Soy un muñeco de trapo expulsando nieve de ojos, oídos, boca. Poco a poco voy recuperando los sentidos. Abrazo a mi hermano y quiero romper en llanto, pero él me toma de los hombros y me dice que no hay tiempo.
—Hay gente allá afuera. Son los extranjeros. Han vuelto para recuperar sus cosas y rapiñar nuestros escombros y nuestros cadáveres. Detrás de ellos, vienen los militares a terminar su trabajo. Debemos irnos ya.
Iván tira de mi brazo, aunque alcanzo a zafarme. Le digo que sí, que nos iremos enseguida, pero que antes necesito su ayuda. Señalo el baúl que yace despanzurrado en el suelo, con los libros desordenados a su alrededor. Mi hermano suspira, fastidiado, y a regañadientes va tras de mí para auxiliarme con mi empresa. Estamos a un par de libros de llenar la maleta cuando una voz encima de nuestras cabezas llama nuestra atención.
—Disculpe, ¿es acaso ése el Codex Leicester? —me pregunta un caballero de bigote prominente. Ignoro de qué habla. Miro al hombre, luego a mi hermano, luego al baúl. Observo el libro que sostengo y, tras leer la portada, afirmo con la cabeza—¿No le interesaría hacer un intercambio?
Ante mi silencio, me muestra un par de monedas. No lo pienso demasiado. Le extiendo el libro y no puedo evitar sonreír. Quizá no llegaremos sin nada a cualquiera que sea nuestro destino.
No bien las monedas caen a mis manos, veo otros rostros aparecer tras el hombre, todos oteando el interior de lo que fuera mi casa, interesados en los tomos desperdigados en el piso y dentro del baúl. Algunos levantan las manos para llamar mi atención, otros me ordenan que les muestre algún tomo en específico. La casa de pronto está llena y ya hay quienes entran para husmear dentro del baúl. Iván me ve con preocupación y, tal vez, algo de encono. La gente sigue llegando. Ya ni siquiera intercambian palabras.

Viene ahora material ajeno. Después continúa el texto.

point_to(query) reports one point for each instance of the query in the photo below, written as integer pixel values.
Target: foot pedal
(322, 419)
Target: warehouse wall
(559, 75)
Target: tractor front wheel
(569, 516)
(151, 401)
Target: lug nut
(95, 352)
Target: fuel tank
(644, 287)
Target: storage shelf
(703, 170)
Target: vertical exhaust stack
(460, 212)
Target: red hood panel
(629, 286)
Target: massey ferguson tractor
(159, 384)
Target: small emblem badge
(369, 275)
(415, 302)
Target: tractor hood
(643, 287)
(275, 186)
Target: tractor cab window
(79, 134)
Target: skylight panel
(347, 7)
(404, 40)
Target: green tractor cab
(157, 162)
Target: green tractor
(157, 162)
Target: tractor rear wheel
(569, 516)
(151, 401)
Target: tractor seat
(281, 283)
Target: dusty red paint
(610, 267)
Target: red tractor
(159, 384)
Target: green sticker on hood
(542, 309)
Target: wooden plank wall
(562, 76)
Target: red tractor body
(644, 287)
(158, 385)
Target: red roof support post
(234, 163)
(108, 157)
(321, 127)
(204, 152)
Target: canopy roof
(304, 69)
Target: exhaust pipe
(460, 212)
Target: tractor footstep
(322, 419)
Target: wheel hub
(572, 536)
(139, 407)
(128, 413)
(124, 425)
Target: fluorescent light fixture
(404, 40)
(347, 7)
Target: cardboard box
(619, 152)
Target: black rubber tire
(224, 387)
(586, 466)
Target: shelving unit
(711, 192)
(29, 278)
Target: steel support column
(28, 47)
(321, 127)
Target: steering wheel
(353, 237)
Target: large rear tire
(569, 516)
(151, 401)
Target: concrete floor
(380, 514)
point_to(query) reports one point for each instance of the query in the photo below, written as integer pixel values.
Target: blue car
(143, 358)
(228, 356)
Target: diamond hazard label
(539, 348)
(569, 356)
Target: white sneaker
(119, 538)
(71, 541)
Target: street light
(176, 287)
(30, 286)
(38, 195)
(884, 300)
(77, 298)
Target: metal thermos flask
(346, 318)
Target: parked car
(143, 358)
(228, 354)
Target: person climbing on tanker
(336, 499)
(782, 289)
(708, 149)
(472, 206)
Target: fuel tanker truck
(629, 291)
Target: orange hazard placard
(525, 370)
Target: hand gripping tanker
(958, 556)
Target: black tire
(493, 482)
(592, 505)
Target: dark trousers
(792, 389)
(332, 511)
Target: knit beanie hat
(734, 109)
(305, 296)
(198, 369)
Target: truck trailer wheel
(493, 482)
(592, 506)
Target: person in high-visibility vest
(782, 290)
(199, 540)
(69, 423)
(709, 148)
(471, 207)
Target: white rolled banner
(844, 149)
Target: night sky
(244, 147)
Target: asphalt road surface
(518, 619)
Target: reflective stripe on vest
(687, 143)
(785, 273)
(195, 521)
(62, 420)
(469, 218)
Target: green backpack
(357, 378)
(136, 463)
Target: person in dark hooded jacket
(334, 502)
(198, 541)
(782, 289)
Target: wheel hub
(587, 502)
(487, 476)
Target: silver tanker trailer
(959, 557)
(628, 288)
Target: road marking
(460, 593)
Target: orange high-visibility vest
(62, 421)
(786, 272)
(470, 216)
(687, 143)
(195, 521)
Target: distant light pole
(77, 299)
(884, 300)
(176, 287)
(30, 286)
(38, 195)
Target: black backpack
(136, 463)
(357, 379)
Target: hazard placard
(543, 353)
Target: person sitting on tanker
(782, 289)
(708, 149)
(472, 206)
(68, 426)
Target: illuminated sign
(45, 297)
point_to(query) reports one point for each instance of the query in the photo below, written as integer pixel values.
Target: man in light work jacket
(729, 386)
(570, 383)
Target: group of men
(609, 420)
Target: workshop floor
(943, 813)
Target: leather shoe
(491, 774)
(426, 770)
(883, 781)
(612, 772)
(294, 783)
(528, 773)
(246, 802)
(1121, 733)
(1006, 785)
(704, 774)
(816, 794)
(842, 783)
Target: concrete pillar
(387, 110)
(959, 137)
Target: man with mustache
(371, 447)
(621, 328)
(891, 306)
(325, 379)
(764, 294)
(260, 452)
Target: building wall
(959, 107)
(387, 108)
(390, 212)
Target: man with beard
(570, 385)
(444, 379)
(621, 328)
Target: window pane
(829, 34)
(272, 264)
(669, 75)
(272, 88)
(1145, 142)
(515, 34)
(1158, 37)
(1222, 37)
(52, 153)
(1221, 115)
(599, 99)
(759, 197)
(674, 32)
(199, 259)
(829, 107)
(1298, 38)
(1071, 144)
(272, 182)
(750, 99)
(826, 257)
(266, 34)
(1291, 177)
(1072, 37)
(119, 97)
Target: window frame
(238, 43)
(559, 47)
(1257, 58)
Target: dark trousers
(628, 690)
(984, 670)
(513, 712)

Toman lo que necesitan y me dan las monedas o las arrojan a la maleta.
Una detonación interrumpe el incipiente mercadillo. Algunos caemos sobre nuestros traseros; otros se van de boca, y unos más permanecen petrificados. Aún con el estallido zumbándonos en los oídos, regresamos a lo que estábamos haciendo, pero ahora con angustia y desesperación. Iván vuelve a tomarme del brazo y me ordena con ojos y dientes que nos larguemos de aquí. Yo vacío la maleta de libros e introduzco todo el dinero que puedo. Nos encaminamos a la salida, pero otra explosión, ahora más cercana, nos sacude. Le siguen gritos desesperados, llantos y disparos. El cuarto se llena de miedo, y más gente, salida de no sé dónde, intenta entrar. Quieren que el lugar sea un búnker, pero no es más que una trampa, una ratonera. Los libros, los cuadros, los muebles, todo cae, todo se rompe. De pronto escucho la voz de Nina clamando mi nombre. Grito el suyo y escucho sus pasos. Nina se asoma y elevo mi voz y mi brazo estrujados por la barahúnda. Los ojos de Nina se vuelven agua, se derriten al verme, y estira su mano para alcanzar la mía. Nuestros dedos están a punto de rozarse cuando una sombra se alza sobre ella, y sus garras, unas garras cubiertas de pólvora y mugre y sangre, la toman del cabello y la arrastran lejos de mí. Otras sombras se amontonan sobre nuestras cabezas. Entorno los ojos y reconozco aquel fantasma que ostenta casco, botas y rifle, aunque ahora su semblante amorfo se ha multiplicado por cuatro, por seis. Y entonces, sin mediar palabra, apunta hacia nosotros una cantidad incontable de rifles y nos bañan de fuego y sangre.
Los cuerpos caen. La nieve y la muerte y luego el silencio nos sepultan. No hay nada más que ver. No hay nada más que sentir ni que pensar. El rostro de Nina viene a mi mente y yo lo evito con todo mi corazón. No quiero llevarme nada. Ni suspiros, ni caricias, ni golpes, ni este odio que me aplasta. Quiero que llegue abril y borre nuestro recuerdo, que nadie encuentre nuestro cuerpo bajo la nieve.